Syrian Family killed in potential Us airstrike
Eight Syrian family members died in an airstrike that appeared to have been launched by a U.S.- led coalition on Monday.
The family was fleeing a fight between U.S.-allied Syrian forces and the Islamic State in a northern Syrian town called Tabqa. The family’s vehicle was struck and five children died. The Britain-based Syrian Observatory for Human Rights reported that the children were between the ages of six months and 15 years old.
Tabqa is largely under IS control with only U.S. backed Syrian forces flying missions over it. The U.S. and its allies are trying to remove IS from Tabqa before moving forward to Raqqa, the de facto capital of IS.
The U.S. and allies entered Tabqa on Monday to remove IS, but it still remains under jihadi group’s control.
New Orleans relocates confederate memorials
New Orleans began the first of four controversial scheduled relocation of Confederate memorials early Monday morning. Workers were reported to have been wearing masks and tactical vests with police snipers positioned on rooftops nearby.
The relocation came after years of public debates and legal battles since city officials attempted to move the monuments in 2015. Last month a federal judge in Louisiana affirmed the city’s right to remove the monuments and the city shortly gained private funding to complete the project.
The city released a statement that said the monuments would be removed because they “failed to appropriately reflect the values of diversity and inclusion that make New Orleans strong today.”
New Orleans Mayor Mitch Landrieu said the relocation of the Confederate memorials are not a political move or retaliation against a specific group, but instead show that the city can understand and reconcile and choose a better future.
The Battle of Liberty Place monument was the first to be removed and the project began a few hours before sunrise on Monday morning. The monument was erected in 1891 to mark a deadly fight between members of the “Crescent City White League” and state militia that included officers from the police force.
Courts declare mistrial for men in bundy case
A United States District Court Judge declared a mistrial on Monday against four men who had allegedly turned against federal agents during the Bundy Ranch standoff in 2014.
U.S. District Court Judge Gloria Navarro said the men would be retried on June 26.
Among the men accused of taking up arms against federal agents in the Bundy Ranch standoff, were two defendants that were convicted on multiple counts.
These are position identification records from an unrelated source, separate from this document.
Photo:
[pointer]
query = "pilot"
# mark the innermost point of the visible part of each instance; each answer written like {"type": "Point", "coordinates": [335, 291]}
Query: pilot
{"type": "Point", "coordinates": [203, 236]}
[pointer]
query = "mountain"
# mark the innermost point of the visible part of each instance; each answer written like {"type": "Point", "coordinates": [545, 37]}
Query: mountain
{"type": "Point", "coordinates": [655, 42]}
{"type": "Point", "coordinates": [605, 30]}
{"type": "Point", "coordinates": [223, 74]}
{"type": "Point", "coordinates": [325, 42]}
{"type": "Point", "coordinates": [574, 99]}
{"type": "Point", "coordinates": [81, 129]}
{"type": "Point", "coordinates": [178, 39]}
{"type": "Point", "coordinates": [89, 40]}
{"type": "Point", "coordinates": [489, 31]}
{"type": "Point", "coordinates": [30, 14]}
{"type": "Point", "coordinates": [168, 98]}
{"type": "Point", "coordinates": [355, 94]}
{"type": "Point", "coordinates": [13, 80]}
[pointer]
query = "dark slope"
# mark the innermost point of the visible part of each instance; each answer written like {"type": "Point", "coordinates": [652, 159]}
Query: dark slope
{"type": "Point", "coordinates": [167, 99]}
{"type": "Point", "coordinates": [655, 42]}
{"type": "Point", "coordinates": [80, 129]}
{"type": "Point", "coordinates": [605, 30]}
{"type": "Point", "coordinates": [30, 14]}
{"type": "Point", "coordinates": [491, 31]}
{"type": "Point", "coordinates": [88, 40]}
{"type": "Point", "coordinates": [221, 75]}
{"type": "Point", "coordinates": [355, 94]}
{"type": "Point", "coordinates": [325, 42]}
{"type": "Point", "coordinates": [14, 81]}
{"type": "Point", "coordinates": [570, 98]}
The jury could not reach a unanimous verdict against the other four individuals.
The case on Monday was the first of three trials scheduled to be charged in the standoff.
For decades the BLM ordered Cliven Bundy to remove his cattle from federal lands and obtained a court order to seize his cattle in 2014 as a payment for more than $1 million unpaid grazing fees. The order resulted in a standoff between cattle ranchers, anti-government protesters and militia members against the Bureau of Land Management.